The elementary choices that my node has are the 5 closest schools. That's what we've been told--that our choices will pretty much be those in closest proximity to us with the addition of an achievement school that might be further away. I decided to look up some other nodes in District 3 to see if that was the case and unfortunately it isn't. I found nodes in North Raleigh that have Reedy Creek, Dillard Drive and Weatherstone as some of their choices. How does that make any sense?

The choices often varied a lot for people who lived fairly close to each other. I found 2 nodes that were a perfect example of this and mapped them in google. The green and blue push pins represent an address and the matching colored teardrops represent the elementary schools those addresses each have to pick from. The two red teardrops are schools that each address has in common: Wildwood Forest and Durant Elementary.



View Farmlea Cir & Riverside in a larger map


Why are the options so different for these two nodes that are directly across the road from each other? This illustrates to me that it will be so easy for WCPSS to manipulate your choices in this plan to steer you where they want you to go. No longer will we be able to see entire nodes getting moved and question it--it will all be done under cover and we will never know about it.

** Edited to add: These school choices are so ridiculous that Wake Forest Elementary barely even shows up on the map. It's green and is way up at the top.

5 comments:

Anonymous said...

Transparency would be nice and the release of all data used to determine school choice and why. Additionally, when choosing a school, clear seat counts and expected chance of getting into each school during the choice open window. There also needs to be data provided on percent of people getting 1st,2nd,3rd,etc choice by node and why they were denied.

With regard to transparency, they also need to disclose how they will handle crowding, opening a new school, etc and the impact of choice by those items.

Lastly, they need to be extremely clear in that choice is at entry and that the number of seats at 6th and 9th grade choice is severely limited by the feeder override. This has not been clear and is only become clearer now that the feeder pattern discussion has come up.

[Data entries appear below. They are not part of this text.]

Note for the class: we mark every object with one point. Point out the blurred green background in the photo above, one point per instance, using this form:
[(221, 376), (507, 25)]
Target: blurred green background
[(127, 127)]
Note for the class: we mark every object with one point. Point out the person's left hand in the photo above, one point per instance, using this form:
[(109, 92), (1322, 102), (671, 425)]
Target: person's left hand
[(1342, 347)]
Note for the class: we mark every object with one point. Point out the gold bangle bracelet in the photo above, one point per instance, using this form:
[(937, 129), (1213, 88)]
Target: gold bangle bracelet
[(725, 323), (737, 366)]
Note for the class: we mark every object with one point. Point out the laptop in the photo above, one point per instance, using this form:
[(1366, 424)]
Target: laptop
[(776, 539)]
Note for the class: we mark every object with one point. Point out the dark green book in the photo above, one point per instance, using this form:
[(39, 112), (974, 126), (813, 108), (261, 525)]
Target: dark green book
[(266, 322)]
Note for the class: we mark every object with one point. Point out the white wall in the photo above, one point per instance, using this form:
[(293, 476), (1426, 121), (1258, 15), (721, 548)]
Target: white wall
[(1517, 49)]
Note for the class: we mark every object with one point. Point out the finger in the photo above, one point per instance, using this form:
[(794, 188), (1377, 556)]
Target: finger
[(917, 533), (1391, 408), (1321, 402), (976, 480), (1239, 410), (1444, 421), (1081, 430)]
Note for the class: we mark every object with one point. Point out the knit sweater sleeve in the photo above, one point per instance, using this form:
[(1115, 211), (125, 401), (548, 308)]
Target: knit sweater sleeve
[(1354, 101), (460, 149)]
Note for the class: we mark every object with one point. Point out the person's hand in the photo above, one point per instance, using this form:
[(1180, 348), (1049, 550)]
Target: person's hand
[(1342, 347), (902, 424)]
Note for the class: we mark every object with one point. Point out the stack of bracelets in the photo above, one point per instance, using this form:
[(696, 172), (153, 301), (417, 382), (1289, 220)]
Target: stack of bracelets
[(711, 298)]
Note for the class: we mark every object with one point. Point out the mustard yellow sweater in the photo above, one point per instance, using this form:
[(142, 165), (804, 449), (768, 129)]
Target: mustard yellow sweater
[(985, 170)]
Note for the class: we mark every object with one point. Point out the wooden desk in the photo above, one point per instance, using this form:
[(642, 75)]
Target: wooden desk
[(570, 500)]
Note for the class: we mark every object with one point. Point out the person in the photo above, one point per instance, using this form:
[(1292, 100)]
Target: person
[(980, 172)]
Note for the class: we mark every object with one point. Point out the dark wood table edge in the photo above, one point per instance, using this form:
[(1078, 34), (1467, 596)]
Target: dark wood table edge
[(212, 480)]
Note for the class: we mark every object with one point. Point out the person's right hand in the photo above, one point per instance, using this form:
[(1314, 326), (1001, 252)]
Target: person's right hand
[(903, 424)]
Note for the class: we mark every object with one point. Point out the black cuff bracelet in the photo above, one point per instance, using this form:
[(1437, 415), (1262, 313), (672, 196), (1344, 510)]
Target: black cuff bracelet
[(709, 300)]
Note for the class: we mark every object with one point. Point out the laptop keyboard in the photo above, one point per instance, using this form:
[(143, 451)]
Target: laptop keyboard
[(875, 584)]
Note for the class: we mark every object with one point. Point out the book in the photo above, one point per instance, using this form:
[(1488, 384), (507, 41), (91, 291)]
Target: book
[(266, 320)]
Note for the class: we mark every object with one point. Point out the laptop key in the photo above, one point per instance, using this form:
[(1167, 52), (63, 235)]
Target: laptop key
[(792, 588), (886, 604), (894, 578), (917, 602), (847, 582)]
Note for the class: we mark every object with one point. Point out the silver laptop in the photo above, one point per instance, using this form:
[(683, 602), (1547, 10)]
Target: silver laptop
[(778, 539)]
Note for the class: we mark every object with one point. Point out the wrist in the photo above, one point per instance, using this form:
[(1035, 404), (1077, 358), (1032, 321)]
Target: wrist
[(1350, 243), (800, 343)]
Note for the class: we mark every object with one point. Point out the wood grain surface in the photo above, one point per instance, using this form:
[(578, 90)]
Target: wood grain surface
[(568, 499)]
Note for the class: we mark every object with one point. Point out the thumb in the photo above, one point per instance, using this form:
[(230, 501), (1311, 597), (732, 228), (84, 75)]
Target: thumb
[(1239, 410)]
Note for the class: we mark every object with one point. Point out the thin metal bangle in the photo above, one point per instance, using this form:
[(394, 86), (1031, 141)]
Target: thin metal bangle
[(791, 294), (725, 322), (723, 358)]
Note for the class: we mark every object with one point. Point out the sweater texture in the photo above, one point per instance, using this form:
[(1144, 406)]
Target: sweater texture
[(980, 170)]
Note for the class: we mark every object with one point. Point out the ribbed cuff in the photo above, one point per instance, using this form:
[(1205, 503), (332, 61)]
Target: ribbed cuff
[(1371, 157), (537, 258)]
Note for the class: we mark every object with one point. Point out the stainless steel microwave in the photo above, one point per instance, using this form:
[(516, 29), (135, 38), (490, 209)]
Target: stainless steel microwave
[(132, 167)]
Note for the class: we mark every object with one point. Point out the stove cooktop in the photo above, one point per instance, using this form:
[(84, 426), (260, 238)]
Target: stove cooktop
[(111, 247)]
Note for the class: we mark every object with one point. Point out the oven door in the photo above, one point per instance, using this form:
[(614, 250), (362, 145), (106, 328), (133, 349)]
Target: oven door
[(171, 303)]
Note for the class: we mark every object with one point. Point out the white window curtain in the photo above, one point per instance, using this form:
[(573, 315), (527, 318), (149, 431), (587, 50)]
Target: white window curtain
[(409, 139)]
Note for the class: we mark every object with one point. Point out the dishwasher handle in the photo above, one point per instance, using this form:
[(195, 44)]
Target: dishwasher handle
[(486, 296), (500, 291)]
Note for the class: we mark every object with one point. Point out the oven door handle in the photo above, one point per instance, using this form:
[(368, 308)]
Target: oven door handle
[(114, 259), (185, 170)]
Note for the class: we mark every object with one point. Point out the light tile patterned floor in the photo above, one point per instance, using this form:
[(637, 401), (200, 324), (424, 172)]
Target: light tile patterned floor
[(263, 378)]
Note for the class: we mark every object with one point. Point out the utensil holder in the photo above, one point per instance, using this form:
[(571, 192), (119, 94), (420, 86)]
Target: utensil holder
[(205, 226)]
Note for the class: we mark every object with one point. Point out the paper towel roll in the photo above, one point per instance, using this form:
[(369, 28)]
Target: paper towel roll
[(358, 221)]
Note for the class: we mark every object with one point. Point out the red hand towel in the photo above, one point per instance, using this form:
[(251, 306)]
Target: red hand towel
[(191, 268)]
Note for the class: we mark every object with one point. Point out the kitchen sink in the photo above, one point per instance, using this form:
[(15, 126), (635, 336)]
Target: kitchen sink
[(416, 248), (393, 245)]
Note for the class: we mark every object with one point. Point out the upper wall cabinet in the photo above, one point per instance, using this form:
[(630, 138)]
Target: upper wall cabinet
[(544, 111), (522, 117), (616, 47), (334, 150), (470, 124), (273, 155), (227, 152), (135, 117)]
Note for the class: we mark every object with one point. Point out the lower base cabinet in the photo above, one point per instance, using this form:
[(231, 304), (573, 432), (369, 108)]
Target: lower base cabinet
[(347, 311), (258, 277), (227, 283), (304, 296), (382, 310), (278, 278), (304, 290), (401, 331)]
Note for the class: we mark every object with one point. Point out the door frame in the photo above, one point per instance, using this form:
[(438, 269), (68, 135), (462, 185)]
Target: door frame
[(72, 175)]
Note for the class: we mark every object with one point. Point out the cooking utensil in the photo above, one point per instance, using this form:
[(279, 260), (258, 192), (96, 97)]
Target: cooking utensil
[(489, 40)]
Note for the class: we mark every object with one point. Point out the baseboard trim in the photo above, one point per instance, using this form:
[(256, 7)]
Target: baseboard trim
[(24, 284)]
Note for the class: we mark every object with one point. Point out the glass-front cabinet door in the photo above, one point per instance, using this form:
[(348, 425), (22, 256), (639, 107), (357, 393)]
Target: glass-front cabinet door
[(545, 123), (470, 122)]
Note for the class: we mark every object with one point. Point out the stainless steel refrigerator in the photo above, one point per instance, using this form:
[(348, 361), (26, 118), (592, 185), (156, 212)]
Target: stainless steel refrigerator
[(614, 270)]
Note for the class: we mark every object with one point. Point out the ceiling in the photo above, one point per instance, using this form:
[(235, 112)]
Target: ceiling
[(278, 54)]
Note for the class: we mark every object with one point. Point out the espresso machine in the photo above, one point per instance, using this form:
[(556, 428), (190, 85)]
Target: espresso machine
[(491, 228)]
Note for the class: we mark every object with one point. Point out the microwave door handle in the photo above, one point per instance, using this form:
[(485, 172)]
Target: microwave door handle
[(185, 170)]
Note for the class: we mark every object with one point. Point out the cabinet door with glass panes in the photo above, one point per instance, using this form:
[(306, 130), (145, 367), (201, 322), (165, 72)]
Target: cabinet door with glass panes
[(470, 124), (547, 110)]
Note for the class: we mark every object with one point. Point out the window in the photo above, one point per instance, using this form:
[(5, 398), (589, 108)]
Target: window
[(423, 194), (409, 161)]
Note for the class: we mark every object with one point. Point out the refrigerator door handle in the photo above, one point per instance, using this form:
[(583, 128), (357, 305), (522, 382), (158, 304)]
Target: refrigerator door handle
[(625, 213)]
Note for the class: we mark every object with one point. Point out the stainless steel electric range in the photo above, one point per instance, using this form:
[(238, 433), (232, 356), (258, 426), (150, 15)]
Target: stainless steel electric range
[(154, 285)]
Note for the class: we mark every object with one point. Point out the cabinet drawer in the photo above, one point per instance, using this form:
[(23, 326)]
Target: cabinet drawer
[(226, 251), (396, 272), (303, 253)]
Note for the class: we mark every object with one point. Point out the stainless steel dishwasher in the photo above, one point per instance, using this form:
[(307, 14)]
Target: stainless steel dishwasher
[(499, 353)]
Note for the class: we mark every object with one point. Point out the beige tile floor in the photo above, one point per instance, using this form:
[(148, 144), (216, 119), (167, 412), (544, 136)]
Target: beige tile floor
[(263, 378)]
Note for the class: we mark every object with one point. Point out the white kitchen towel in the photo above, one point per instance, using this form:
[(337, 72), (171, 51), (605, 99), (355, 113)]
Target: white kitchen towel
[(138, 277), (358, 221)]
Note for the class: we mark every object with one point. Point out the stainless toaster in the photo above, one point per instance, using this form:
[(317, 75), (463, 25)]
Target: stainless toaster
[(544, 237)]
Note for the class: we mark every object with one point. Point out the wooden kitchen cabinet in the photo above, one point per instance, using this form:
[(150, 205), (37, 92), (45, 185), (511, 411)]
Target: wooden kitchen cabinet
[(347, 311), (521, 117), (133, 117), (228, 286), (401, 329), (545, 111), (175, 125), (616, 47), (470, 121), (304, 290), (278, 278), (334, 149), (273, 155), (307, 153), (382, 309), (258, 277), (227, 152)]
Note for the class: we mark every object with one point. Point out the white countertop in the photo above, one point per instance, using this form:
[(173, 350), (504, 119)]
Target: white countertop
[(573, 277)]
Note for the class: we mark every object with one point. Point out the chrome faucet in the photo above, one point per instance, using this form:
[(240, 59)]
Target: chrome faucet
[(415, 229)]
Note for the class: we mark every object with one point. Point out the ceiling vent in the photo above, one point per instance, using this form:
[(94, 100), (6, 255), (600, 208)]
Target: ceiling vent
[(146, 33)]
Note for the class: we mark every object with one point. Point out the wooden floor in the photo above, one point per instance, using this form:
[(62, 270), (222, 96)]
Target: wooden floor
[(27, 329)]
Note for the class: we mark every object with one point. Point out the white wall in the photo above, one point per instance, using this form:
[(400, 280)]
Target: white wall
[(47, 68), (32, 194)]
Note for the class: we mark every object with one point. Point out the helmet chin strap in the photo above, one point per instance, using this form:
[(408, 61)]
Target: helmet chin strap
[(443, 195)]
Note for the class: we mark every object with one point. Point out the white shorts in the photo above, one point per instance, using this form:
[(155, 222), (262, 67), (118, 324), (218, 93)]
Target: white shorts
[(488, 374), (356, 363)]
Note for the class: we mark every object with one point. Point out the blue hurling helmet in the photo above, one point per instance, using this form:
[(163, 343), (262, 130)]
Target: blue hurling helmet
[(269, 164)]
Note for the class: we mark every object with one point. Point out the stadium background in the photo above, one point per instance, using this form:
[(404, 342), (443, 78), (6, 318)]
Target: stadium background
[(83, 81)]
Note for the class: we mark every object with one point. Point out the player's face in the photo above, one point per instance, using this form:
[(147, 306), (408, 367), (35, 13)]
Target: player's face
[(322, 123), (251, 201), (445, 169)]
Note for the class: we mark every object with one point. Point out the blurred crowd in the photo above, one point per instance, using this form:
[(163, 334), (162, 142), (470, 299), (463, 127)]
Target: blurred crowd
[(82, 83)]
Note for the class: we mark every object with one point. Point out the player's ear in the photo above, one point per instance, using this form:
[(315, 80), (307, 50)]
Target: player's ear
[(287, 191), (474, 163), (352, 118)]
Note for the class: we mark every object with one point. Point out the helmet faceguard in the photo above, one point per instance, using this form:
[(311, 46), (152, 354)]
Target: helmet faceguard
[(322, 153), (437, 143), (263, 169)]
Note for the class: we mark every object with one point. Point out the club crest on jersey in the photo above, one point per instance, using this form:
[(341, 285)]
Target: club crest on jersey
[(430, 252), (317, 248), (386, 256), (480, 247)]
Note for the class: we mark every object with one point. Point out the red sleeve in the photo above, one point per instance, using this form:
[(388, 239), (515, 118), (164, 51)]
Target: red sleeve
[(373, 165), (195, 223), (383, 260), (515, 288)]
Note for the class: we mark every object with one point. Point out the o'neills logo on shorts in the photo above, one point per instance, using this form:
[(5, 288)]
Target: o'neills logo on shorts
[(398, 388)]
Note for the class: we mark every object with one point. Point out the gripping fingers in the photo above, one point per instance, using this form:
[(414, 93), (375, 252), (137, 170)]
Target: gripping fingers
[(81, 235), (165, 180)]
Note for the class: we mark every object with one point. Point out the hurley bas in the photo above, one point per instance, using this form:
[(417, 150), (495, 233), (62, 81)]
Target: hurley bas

Jennifer Mansfield said...

Great comments. Another issue that they haven't thought about is magnet middle and high schools. At one of the sessions, somebody asked what percentage of seats were going to be set aside for magnet applicants at the MS and HS level. The responses was that they were counting on those schools filling up from the feeder schools so they weren't planning on setting aside any particular percentage.

Anonymous said...

We elected a new school board in 2009, to take us back to neighborhood schools. This blue plan is NOT neighborhood schools, and in the wrong hands this assignment model will let the school system send our kids wherever they want.
Please, keep on publicizing this!

Anonymous said...

While I'm a fan of "choice", I don't need THIS MUCH choice.

Heck, I can barely get out of my subdivision to go to work in the morning for all the school buses. I can't imagine what it will be like when there are 5 school buses on every street.

Anonymous said...

Nice to see that the little transparency available is now gone. As soon as people started using the address lookup tool more and asking questions about the logical assignments they take it away saying it is wrong based on current logic and now will be available after it is finalized. Exactly the problem, people want to see what they think the final plan is before it is finalized to get a real understanding of the implications before it is voted on, not after.